Conformément aux termes de l'ordonnance du 17 novembre 1958 relative au fonctionnement des assemblées parlementaires, M. Gérard Larcher prête serment
M. Bernard Frimat, président .- Acte est pris de votre serment. Le plus simple, monsieur le ministre, est de commencer l'audition par un exposé liminaire, après quoi nous pourrons évoquer les questions qui ont été directement posées par le secrétariat et le rapporteur et donner la parole aux membres de cette commission d'enquête.
Monsieur le ministre, c'est très volontiers que je vous cède la parole.
M. Gérard Larcher .- Monsieur le président, monsieur le rapporteur, mesdames et messieurs les sénateurs, j'essaierai de répondre aux différentes questions qui m'ont été posées et à celles qui viendront ensuite, et c'est naturellement au travers du regard du ministère du travail et de l'emploi que j'aborderai ces différents sujets, sachant que d'autres ministères sont également concernés.
Les mouvements migratoires de grande ampleur que nous connaissons actuellement dans le monde ont de multiples causes : les déséquilibres de développement, les conflits régionaux ou locaux (on le voit par exemple avec les phénomènes liés à la crise du Darfour) qui entraînent des déplacements de personnes, les déficits démographiques de certaines zones ou pays riches créant une attractivité d'immigration et le développement des moyens de communication, notamment des moyens de transport.
Ces flux me paraissent s'accélérer en raison d'une mondialisation de l'économie qui -on le sait- n'a pas trouvé son point d'équilibre et qui génère des inégalités, qui s'approfondissent parfois, entre les ensembles régionaux. Deux frontières sont particulièrement fragiles (j'y reviendrai en conclusion en évoquant la Conférence 5+5) : la frontière entre le Mexique et les Etats-Unis et l'arc méditerranéen qui sépare les continents asiatique et africain de l'Union européenne. Il existe d'autres points de sensibilité, mais je voulais citer les deux principaux.
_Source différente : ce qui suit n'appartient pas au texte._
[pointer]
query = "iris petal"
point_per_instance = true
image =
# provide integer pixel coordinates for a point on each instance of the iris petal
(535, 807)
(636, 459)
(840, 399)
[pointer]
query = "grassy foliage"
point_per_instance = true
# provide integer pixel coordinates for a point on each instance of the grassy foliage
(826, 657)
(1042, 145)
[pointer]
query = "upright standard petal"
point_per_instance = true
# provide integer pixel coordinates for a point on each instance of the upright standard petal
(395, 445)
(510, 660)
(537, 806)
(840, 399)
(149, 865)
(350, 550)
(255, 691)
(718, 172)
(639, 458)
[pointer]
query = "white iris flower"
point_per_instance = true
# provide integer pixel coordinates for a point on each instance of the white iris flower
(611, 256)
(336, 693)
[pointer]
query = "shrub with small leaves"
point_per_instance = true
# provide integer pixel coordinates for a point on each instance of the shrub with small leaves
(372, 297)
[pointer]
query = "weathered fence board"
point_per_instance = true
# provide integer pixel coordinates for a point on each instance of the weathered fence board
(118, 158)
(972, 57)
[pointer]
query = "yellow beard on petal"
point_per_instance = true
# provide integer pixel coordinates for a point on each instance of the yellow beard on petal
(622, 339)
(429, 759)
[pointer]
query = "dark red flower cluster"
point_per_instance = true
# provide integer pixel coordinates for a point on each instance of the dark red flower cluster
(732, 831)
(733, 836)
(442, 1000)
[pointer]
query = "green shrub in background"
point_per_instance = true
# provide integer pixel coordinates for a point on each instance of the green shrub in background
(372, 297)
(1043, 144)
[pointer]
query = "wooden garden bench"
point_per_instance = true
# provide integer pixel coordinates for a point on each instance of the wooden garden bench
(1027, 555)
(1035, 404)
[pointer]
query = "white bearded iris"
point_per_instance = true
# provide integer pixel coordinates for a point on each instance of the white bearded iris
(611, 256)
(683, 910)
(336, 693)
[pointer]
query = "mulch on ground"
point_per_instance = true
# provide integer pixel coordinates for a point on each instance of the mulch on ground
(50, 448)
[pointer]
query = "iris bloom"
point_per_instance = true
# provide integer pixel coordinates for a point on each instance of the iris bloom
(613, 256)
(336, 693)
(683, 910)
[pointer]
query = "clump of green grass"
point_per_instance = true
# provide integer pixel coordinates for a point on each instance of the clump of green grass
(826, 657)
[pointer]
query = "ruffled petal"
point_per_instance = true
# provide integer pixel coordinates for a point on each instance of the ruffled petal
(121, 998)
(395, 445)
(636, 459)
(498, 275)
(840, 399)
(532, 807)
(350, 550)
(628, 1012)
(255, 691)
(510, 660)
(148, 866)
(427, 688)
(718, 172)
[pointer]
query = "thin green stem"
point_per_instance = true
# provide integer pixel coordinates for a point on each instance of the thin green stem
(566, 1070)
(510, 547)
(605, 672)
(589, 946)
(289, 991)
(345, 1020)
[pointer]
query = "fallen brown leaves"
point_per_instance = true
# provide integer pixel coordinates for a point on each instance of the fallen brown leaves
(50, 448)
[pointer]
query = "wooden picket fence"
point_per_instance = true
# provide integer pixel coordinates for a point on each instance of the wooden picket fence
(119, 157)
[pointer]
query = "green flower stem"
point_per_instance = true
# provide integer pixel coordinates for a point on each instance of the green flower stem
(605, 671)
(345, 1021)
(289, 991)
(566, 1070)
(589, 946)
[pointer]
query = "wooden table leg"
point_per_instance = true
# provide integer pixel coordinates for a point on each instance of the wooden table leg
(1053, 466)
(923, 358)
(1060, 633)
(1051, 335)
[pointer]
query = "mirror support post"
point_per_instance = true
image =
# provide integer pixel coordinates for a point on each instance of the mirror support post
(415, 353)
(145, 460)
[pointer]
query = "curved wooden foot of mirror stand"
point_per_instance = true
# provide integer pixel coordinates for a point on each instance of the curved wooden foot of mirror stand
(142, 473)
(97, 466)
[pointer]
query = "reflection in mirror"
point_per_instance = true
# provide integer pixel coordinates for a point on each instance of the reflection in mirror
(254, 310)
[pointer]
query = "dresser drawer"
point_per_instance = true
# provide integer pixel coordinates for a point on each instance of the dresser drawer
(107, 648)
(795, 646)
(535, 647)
La France et les pays d'Europe ne sont pas les seuls confrontés à la question de l'immigration clandestine. Les Etats-Unis comptent sur leur territoire une population estimée à plus de 10 millions de migrants illégaux ou sans papiers. Nous avons d'ailleurs reçu très récemment au ministère du travail la visite du Government Accountability Office (GAO), organisme de recherche du Congrès des Etats-Unis, venu en mission en France pour étudier les conditions de lutte contre l'immigration clandestine et le travail illégal. Au-delà de la France, il prévoyait une tournée dans l'ensemble des pays européens, en s'intéressant à ceux qui ont un déficit démographique.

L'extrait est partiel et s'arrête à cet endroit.